Kovačica wind farm is the first completely new utility-scale power plant built in Serbia after almost three decades
New Energy Solutions (NES) is a renewable energy management consultancy firm, delivering creative business solutions to environmental, energy and sustainability issues. We talked with the Business Development Director of NES, Marijan Rančić, about the wind farms that they manage in Serbia, as well as about whether Serbia uses wind energy enough as a renewable energy source.
In 2018, a high-power power plant was opened in Serbia – the Kovačica wind farm. What are the advantages and significance of the wind farm for the local community and environmental protection?
Indeed, the 104.5 MW Kovačica wind farm is the first completely new utility-scale power plant built in Serbia after almost three decades. In Serbia, where the electricity supply is mainly coming from the coal-fired plants running on lignite, projects, such as Kovačica, have an immensely positive impact on the Serbian energy sector and ecology. Thanks to this and similar projects, Serbia is approaching its pledged objective in terms of per cent share of renewable energy in overall energy consumption and, more importantly, a reduction of 9.8% CO2 emissions by 2030. Apart from increasing the budget inflow of the municipality, we create job and training opportunities for local workers across the entire supply chain, invest in municipal road infrastructure and support social development in the community.
In addition to the Kovačica wind farm, New Energy Solutions also manages Čibuk 1. What other projects are planned? How far along is the Pupin wind farm?
NES’ team is specialized in Asset Management and O&M, with a current track record of operating around 67% of total installed wind capacity in Serbia. We have just received the energy permit for the 95.5 MW Pupin wind farm, and we are heading towards the Construction permit. Kovačica and Pupin projects are the cornerstones of our commitment to a long-term partnership with the Israeli investor Enlight. Our combined expertise leverages the extensive experience and proven track record of development and we are investigating new development opportunities with our partners.
Early this year, after four years of working for the World Bank’s IFC Group, you returned to the world of wind farms in Serbia, where you worked before. How much have circumstances and the market changed compared to the time before you started working for the IFC?
Working for the IFC was an extraordinary opportunity. This experience enforced my transition from the developer with a project-narrowed mindset to the sustainable advocate who seeks to help implement reforms that are needed to unlock opportunities for private investments in clean energy. It is a very interesting time in the energy space, with a number of changes and I’m very happy being part of it. The growing renewable energy momentum in Serbia from the FiT era is still very strong. With the new laws, Serbia will be looking to introduce new mechanisms to support renewable investments. It seems that the green economy is becoming a matter of priority for the Serbian government and I am welcoming energy transition as a major political agenda.
“Serbia needs more renewable energy as a key enabler of the energy transition”
With the new laws, Serbia will be looking to introduce new mechanisms to support renewable investments.

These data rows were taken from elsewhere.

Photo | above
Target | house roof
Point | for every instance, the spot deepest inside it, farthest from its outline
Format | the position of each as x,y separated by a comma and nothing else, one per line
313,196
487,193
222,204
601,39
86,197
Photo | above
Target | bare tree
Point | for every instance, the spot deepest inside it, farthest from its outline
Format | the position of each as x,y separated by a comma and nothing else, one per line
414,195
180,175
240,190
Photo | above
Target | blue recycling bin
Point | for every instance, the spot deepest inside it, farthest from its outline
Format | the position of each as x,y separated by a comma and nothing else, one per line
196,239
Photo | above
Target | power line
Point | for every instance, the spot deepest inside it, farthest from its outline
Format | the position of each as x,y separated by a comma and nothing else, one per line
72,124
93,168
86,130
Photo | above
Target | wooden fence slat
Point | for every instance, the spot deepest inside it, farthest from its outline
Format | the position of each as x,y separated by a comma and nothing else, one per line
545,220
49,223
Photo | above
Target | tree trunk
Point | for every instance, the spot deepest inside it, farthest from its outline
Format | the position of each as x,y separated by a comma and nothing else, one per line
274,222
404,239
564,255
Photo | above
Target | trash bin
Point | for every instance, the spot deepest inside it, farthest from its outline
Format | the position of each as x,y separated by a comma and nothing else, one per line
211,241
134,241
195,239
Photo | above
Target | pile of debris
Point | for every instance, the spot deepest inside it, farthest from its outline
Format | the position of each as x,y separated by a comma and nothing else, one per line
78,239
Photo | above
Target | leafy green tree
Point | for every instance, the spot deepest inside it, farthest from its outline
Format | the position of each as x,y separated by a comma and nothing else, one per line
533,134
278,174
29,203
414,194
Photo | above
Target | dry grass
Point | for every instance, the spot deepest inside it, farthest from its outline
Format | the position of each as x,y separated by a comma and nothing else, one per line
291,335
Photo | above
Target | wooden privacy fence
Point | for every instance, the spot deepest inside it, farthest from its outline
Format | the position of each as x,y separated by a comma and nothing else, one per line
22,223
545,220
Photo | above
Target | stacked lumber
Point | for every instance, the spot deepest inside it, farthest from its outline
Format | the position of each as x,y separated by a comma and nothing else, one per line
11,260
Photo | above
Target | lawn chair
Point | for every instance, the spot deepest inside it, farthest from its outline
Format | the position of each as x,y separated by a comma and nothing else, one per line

It seems that the green economy is becoming a matter of priority for the Serbian government and I am welcoming energy transition as a major political agenda.
Is wind energy used enough in Serbia as a renewable energy source?
When compared with the mature markets of Europe, renewable energy development in Serbia is still very much in its infancy. Serbia needs more renewable energy as a key enabler of the energy transition. The wind is already a cost-effective and mature technology. It is a perfectly suited tool for decarbonizing the electricity system and fighting climate change. When it comes to the nuts and bolts of boosting wind energy in Serbia, I think that all comes to one word, and that is a risk. The Serbian government has already demonstrated the ability to handle political and regulatory risk in the past in a way that is acceptable to the international financing institutions and the new regulatory updates, delivered on very short notice, are a positive and encouraging indication.
Does NES only specialize in wind farms or are we going to see you getting involved in other technologies any time soon? Could you elaborate on your company’s activities?
Wind energy remains our core business. NES is at the forefront of wind energy development and operations in Serbia. Out of nearly 400 MW operational wind power plans, the NES team has experience in the development of almost 80% of these projects. With full project lifecycle experience and highly skilled staff, we strive to provide our partners with services that meet and exceed their expectations. Looking forward, we are energized by the opportunities before us and very excited to see such sustained and unmatched growth in the energy industry. We work on state-of-the-art energy projects, from wind farms and utility-scale solar PV projects to energy storage facilities, meaning we have plenty of renewable job opportunities for young engineers and developers looking to enhance their energy careers.